No toyi-toyi over innocent lives lost in taxi crashes

Coffins are lined up in two rows during the funeral service of 21 of the 24 victims of the collision between an overloaded minibus taxi and a bus June 16. The service was held in GaRapitsi Vilage in Kgapane at the weekend.
Coffins are lined up in two rows during the funeral service of 21 of the 24 victims of the collision between an overloaded minibus taxi and a bus June 16. The service was held in GaRapitsi Vilage in Kgapane at the weekend.
Image: ANTONIO MUCHAVE

A couple of weeks ago there was a horror crash on the road to Durban, a multiple-vehicle accident which included two taxis. Many people died.

It made me sick to see the bodies, strewn all over the road.

A week ago, 24 taxi passengers died instantly when their vehicle and a bus crashed. A few days later more people were snuffed out in a taxi collision.

These incidents point to just another day in SA. South Africans drive too fast, overtake with alacrity and no regard for their or the safety of others. The human brain is the fastest computer on the planet in its ability to track oncoming vehicles and the time we have to overtake and get back safely into the left lane in the face of an oncoming vehicle, is incredible.
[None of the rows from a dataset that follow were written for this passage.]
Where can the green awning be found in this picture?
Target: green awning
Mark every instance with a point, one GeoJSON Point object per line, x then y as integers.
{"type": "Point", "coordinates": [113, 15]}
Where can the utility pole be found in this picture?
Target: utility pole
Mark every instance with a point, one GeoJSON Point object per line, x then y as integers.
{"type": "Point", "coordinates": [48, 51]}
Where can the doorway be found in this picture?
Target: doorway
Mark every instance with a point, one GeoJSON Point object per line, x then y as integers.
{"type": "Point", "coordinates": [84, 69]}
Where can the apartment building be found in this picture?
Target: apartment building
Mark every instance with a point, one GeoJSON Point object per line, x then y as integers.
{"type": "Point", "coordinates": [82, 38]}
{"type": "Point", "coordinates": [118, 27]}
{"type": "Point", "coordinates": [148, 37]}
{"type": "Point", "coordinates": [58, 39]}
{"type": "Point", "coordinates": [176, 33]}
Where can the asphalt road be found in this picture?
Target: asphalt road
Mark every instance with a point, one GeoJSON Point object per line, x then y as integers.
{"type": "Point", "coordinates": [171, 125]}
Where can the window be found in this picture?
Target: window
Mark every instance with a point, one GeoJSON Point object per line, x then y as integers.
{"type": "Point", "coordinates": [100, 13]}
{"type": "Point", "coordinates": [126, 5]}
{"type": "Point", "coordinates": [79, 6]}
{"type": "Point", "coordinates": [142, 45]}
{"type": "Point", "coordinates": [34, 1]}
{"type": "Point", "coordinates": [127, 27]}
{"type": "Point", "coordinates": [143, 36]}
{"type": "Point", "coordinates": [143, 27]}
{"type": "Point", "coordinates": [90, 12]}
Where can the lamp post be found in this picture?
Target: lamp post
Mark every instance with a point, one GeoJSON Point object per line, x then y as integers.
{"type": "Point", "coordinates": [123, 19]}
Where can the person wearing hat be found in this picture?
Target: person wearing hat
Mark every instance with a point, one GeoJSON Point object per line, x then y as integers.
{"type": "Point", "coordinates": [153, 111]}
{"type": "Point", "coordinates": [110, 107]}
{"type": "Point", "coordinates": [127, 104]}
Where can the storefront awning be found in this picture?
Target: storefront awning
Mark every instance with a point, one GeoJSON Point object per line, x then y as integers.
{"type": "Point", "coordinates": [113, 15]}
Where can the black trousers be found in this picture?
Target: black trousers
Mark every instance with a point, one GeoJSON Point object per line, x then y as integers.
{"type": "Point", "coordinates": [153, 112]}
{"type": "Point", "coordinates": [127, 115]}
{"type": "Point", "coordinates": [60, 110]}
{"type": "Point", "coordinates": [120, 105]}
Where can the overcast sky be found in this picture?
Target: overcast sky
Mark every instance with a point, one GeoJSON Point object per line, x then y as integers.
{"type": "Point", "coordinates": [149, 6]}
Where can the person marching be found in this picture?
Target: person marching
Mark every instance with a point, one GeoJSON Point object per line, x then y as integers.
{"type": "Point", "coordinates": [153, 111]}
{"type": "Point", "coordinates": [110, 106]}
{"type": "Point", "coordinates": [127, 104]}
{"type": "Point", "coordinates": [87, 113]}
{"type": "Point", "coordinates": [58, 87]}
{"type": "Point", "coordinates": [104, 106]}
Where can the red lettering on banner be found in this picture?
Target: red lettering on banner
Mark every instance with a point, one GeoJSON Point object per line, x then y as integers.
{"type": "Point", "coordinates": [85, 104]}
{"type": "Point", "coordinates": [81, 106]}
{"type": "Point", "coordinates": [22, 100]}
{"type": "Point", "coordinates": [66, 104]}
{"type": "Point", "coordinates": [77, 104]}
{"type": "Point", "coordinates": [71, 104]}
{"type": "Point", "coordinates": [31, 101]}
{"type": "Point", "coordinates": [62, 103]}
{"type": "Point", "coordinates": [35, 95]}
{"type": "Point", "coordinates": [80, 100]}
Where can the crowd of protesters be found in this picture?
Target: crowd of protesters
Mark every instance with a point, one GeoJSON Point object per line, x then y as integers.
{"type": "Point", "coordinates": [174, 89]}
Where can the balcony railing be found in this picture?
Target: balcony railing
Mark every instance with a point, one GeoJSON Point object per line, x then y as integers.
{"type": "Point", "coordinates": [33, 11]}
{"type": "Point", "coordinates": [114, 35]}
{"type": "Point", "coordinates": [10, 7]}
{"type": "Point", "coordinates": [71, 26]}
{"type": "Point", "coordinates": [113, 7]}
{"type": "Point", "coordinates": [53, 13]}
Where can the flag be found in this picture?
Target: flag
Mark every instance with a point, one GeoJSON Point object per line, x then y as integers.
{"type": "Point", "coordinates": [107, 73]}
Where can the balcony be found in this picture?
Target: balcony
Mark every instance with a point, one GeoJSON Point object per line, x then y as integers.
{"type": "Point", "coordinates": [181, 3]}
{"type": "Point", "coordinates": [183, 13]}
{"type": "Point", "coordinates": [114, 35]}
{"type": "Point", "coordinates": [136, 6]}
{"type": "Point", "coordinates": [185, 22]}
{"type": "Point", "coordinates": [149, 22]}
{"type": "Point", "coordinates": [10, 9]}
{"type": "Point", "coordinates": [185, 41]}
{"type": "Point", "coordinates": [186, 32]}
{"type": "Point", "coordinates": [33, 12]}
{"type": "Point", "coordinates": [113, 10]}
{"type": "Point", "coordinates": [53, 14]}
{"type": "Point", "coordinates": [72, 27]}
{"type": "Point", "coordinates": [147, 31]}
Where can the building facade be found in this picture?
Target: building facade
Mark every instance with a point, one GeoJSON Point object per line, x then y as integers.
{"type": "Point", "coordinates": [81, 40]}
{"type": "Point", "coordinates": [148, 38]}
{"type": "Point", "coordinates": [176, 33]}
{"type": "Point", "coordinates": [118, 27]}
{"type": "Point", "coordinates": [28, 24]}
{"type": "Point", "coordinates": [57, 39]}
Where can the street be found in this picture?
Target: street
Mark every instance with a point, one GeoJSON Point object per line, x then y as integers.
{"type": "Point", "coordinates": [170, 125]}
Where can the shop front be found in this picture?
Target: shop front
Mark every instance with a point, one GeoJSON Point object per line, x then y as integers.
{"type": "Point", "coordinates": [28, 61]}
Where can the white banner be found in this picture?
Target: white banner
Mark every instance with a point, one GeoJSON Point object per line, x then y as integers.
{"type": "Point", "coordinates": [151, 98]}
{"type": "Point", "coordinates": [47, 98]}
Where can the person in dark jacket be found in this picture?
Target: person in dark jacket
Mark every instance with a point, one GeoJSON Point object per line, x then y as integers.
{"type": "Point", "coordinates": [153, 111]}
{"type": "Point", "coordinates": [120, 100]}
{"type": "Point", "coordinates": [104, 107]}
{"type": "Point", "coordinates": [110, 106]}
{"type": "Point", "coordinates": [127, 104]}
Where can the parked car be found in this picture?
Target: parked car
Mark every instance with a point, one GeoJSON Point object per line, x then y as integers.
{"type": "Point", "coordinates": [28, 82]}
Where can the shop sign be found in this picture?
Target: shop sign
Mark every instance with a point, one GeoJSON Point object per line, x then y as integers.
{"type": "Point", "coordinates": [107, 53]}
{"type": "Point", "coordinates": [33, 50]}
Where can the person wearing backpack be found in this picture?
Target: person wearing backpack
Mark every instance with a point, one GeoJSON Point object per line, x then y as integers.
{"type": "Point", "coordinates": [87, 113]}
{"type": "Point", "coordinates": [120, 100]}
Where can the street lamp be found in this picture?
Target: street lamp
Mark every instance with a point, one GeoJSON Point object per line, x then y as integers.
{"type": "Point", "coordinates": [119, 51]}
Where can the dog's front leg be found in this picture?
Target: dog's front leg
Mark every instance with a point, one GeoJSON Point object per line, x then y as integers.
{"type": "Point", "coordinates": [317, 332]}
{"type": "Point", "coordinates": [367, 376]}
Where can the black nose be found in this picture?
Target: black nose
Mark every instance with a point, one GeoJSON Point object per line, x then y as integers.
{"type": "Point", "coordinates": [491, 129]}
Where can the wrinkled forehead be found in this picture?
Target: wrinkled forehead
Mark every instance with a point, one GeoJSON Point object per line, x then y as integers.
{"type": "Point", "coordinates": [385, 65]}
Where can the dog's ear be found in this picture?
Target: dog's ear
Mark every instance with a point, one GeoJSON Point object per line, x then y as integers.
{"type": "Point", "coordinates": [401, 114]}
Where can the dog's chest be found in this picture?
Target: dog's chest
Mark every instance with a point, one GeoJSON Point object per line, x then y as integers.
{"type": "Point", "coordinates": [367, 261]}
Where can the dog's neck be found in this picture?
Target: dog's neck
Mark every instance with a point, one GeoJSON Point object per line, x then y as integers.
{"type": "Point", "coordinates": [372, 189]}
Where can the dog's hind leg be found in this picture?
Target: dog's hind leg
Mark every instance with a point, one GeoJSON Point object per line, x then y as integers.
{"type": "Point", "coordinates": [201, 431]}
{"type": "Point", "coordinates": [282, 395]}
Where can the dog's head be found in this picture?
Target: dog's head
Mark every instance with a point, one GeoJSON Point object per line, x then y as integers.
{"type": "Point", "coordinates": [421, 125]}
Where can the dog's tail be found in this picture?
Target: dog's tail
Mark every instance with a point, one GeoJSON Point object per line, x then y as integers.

We are amazing but I must say that half the drivers just do not possess the brain power or the training/experience, to make the necessary calculations in order to drive safely. They just don't perform the rudimentary calculations which are required on a second-to-second basis while driving on any road.

Were over two dozen South Africans to be killed in a mining disaster, even if caused by an act of God in an earth tremor, or the same number to die in a plane crash, or at a construction site, there would be a public outcry, the government would be ordering judicial inquiries, and the trade unions would be jumping and toy-toying all over the show.

The opportunistic in the likes of the EFF would be casting blame on the ogres of White Capital. We would, however, not feel like we have witnessed a mass murder as we do in the case of the road carnage.

The taxi industry is massive, and it plays a vital role in the life of most South Africans, whether directly or indirectly. I don't take a taxi, but my entire staff do. I worry about this daily.

Everyone of my staff has been involved in a taxi accident, including one which rolled on Oxford Road. On Oxford Road. how did the driver manage to pull that off?

If a calculation were to be done of the total number of road fatalities in SA, I can bet my life that a disproportionate number would be attributable to the taxi industry. There are a few taxi drivers who appear to obey the rules of the road, but by far the majority have no respect for the rules of the road.

I am appalled watching taxis, packed to overflowing, shooting red lights, speeding on the highways with bald tyres which seem to be splaying out more like wings than wheels. It is very obvious even to the casual observer that well over half the taxis on the road are unroadworthy.

I've not seen a Metro traffic cop catch a taxi for a moving violation. On any day driving to work, only 15km, I can count 50 such incidences of taxis a day, making moving violations from Bryanston to Rosebank and never see a Metro cop catch one. Is there any truth behind the urban legend that the taxis are in a large part owned by Metro cops?